In other words, the much-maligned Laffer Curve is very real. When looking at total tax collections from the rich, the wealth tax resulted in less money for France’s greedy politicians.

And this chart from the column shows that French lawmakers are experts at extracting money from the private sector.

The dirty little secret, of course, is that lower-income and middle-class taxpayers are the ones being mistreated.

By the way, Professor Smith’s column also notes that President Hollande’s 75 percent tax rate on the rich also backfired.

Let’s close with a report from the Wall Street Journal about one of the grim implications of Senator Warren’s proposed tax.

Elizabeth Warren has unveiled sweeping tax proposals that would push federal tax rates on some billionaires and multimillionaires above 100%. That prospect raises questions for taxpayers and the broader economy… How might that change their behavior?
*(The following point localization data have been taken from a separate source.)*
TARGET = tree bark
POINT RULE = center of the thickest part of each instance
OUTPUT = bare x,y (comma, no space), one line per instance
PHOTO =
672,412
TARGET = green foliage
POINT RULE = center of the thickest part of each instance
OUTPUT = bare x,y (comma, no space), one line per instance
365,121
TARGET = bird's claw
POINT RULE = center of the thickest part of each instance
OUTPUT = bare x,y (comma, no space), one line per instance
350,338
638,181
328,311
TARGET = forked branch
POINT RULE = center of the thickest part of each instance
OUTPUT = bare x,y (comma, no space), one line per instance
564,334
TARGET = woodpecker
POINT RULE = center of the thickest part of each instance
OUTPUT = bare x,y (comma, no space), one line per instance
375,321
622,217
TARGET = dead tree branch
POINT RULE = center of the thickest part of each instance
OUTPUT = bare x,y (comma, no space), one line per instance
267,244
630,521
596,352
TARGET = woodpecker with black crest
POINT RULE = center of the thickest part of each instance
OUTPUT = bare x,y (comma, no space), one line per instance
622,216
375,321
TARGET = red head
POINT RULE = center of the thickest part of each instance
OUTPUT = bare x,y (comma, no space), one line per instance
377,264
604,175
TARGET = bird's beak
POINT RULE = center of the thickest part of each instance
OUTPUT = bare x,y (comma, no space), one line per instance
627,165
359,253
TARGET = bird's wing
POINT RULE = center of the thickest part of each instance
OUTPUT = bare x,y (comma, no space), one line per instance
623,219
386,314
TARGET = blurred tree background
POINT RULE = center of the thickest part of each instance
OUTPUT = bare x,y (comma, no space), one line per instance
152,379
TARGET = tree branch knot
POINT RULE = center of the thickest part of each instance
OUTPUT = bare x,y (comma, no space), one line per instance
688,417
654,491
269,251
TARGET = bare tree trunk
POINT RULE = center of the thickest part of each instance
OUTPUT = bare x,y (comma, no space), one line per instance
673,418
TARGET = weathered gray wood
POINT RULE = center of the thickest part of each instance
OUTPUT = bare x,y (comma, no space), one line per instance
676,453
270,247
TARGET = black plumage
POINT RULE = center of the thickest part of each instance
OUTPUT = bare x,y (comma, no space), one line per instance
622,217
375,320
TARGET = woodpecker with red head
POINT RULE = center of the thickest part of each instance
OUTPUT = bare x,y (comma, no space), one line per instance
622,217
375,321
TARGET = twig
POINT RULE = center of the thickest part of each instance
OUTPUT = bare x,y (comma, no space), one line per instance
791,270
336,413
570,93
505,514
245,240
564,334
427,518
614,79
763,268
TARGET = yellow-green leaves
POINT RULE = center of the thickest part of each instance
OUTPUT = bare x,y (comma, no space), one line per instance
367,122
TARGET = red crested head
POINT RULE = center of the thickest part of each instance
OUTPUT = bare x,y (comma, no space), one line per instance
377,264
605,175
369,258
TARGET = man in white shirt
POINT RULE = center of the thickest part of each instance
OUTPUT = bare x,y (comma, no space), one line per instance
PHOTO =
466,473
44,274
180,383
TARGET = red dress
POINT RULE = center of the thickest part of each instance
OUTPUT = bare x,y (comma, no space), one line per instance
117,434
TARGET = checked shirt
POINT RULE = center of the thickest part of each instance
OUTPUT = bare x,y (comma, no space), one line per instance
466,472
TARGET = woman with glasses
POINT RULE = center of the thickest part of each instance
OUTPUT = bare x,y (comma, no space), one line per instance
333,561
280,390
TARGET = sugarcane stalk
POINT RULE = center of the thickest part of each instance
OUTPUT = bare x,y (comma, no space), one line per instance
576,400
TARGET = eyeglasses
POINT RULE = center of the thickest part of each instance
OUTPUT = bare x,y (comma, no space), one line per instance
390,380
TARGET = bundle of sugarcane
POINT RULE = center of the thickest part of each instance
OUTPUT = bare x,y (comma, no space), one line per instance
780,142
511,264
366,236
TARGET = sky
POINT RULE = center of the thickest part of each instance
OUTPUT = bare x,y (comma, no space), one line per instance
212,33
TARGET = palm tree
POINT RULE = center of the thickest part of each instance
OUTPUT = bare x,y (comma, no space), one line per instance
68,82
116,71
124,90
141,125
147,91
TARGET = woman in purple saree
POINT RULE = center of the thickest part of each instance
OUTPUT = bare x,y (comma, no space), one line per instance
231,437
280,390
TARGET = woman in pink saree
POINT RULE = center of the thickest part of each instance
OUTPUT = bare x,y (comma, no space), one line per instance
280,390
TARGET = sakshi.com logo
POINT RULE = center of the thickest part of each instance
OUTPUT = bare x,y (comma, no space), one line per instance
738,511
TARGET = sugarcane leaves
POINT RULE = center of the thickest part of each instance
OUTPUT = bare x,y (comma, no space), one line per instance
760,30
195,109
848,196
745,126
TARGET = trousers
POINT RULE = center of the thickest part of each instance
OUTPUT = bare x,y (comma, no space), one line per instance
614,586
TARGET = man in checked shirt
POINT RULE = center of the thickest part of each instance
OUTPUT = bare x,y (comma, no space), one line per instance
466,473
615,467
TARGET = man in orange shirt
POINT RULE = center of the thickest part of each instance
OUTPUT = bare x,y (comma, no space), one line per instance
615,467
And would investment and economic growth suffer? …The rate would vary according to the investor’s circumstances, any state taxes, the profitability of his investments and as-yet-unspecified policy details, but tax rates of over 100% on investment income would be typical, especially for billionaires. …After Ms. Warren’s one-two punch, some billionaires who generate pretax returns could pay annual taxes that would leave them with less money than they started with.

Here’s a chart from the story (which I’ve modified in red for emphasis) showing that investors would face effective tax rates of more than 100 percent unless they somehow managed to earn very high returns.

For what it’s worth, I’ve been making this same point for many years, starting in 2012.

Nonetheless, I’m glad to see it’s finally getting traction. Hopefully this will deter lawmakers from ever imposing such a catastrophically bad policy.

Remember, a tax that discourages saving and investment is a tax that results in lower wages for workers.

P.S. Switzerland has the world’s best-functioning wealth tax (basically as an alternative to other forms of double taxation), but even that levy is destructive and should be abolished.

P.P.S. Sadly, because their chief motive is envy, I don’t think my left-leaning friends can be convinced by data about economic damage.